Eine Ökonomin und ein Ökonom des neoliberalen Thinktanks Agenda Austria haben mit dem Urteil des Europäischen Gerichtshofs für Menschenrechte (EGMR) zur Schweizer Klimaklage wenig Freude. Das ist kaum überraschend. Ihre Kritik an der Entscheidung bezieht sich auf zwei Aspekte. Zum einen stoßen sie sich daran, dass der Gerichtshof überhaupt unzureichenden Klimaschutz eines Staates als Grundrechtsverletzung qualifiziert hat. Zum anderen befürchten sie, dass infolge des Urteils das funktionierende EU-Emissionshandelssystem (Emissions Trading System, ETS) aufgegeben und durch teure und fragwürdige Sofortmaßnahmen ersetzt wird (siehe "Klimaschutz mit dem Richterhammer", DER STANDARD, 17.4.2024). Beides ist wenig überzeugend.

Erfolgreich geklagt: Anne Mahrer und Rosmarie Wydler-Wälti von den Schweizer Klimaseniorinnen.
Foto: Reuters / Christian Hartmann

Zunächst zum Juristischen: Jan Kluge und Carmen Treml verspüren augenscheinlich Unbehagen, weil der EGMR ein Menschenrecht auf Klimaschutz kreiert habe, obwohl in der maßgeblichen Europäischen Menschenrechtskonvention (EMRK) "Klima" als Begriff nicht einmal vorkomme. Dazu ist anzumerken, dass der EGMR – anders als es der Supreme Court der USA zuletzt mit der US-Verfassung tat – den Text der Konvention nicht starr historisch und auf den reinen Wortlaut beschränkt auslegt, sondern dynamisch und evolutiv interpretiert.
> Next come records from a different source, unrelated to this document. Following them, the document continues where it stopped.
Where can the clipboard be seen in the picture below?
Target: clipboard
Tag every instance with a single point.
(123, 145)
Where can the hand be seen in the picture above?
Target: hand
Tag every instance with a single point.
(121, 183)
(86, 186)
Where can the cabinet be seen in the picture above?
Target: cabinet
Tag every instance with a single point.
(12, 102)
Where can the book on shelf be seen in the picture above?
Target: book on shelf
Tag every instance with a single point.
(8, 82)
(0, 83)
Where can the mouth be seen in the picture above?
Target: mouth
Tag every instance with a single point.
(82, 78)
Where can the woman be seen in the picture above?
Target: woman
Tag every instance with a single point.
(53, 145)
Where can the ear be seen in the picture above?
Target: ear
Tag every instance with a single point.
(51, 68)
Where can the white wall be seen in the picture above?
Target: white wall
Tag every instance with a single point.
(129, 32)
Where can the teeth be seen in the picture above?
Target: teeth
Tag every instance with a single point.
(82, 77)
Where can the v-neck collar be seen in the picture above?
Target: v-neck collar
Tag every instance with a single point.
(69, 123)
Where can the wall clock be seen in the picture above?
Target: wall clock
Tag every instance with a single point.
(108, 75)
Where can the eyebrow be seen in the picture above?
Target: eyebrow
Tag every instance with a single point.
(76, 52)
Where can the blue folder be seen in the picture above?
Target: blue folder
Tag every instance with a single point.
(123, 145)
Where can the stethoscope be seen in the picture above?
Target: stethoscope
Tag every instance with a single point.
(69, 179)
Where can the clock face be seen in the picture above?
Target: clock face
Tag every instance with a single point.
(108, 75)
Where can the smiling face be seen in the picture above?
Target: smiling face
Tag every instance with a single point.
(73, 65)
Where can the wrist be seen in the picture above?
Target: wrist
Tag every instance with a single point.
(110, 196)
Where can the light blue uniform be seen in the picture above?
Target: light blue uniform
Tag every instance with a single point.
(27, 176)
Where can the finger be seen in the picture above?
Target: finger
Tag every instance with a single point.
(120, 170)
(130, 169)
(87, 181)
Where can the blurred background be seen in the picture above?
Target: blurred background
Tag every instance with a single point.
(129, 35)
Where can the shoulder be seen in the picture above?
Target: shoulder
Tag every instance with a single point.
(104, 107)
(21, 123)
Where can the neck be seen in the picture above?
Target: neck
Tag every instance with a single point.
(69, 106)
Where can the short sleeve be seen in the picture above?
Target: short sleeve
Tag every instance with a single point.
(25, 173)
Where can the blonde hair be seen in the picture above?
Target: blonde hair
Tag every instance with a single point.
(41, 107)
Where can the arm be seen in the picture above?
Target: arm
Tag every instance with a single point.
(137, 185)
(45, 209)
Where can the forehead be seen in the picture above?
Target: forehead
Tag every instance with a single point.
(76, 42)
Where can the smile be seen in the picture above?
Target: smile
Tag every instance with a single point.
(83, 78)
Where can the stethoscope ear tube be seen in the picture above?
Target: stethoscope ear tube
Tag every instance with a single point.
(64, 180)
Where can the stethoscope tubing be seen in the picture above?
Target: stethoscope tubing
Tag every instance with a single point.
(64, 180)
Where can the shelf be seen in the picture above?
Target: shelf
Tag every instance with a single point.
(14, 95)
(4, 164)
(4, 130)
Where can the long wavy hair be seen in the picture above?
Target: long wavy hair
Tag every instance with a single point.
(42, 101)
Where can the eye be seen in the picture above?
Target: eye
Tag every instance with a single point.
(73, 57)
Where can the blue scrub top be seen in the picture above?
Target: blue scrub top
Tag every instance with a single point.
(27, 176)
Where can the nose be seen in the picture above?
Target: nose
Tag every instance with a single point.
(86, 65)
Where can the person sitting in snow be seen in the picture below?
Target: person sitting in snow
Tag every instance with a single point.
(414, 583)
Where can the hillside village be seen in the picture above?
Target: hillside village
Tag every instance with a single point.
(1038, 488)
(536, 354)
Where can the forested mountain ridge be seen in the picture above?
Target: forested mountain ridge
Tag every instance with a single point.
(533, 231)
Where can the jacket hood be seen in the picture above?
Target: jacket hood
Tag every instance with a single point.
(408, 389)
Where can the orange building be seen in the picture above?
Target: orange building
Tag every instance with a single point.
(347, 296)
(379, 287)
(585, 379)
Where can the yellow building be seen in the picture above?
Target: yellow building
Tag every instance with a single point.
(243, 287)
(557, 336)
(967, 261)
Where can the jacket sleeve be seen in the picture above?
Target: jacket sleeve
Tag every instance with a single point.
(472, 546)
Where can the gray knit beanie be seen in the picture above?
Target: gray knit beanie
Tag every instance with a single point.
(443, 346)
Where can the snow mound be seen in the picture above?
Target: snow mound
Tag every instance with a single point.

Es ist eine ständig wiederkehrende Formel in den Straßburger Urteilen, die besagt, dass die Konvention ein "lebendiges Instrument" sei, "das im Lichte der heutigen Bedingungen interpretiert werden muss".

Daher hat der Gerichtshof aus dem Wort "Privatleben" in Artikel 8 EMRK unter anderem ein Recht auf körperliche Integrität, auf sexuelle Selbstbestimmung und auf Datenschutz abgeleitet. Keiner dieser Aspekte findet sich im Wortlaut der Bestimmung. Und schon seit den 1990er-Jahren judiziert er, dass gravierende Umweltemissionen das Recht auf Privatleben verletzen können. Nachdem in den vergangenen Jahren die Höchstgerichte in den Niederlanden, in Deutschland und in Frankreich einen einklagbaren Anspruch auf Klimaschutz aus ihren nationalen Grundrechten abgeleitet hatten, war das nunmehr gegen die Schweiz ergangene Urteil gewissermaßen die Fortsetzung dieser Entscheidungen.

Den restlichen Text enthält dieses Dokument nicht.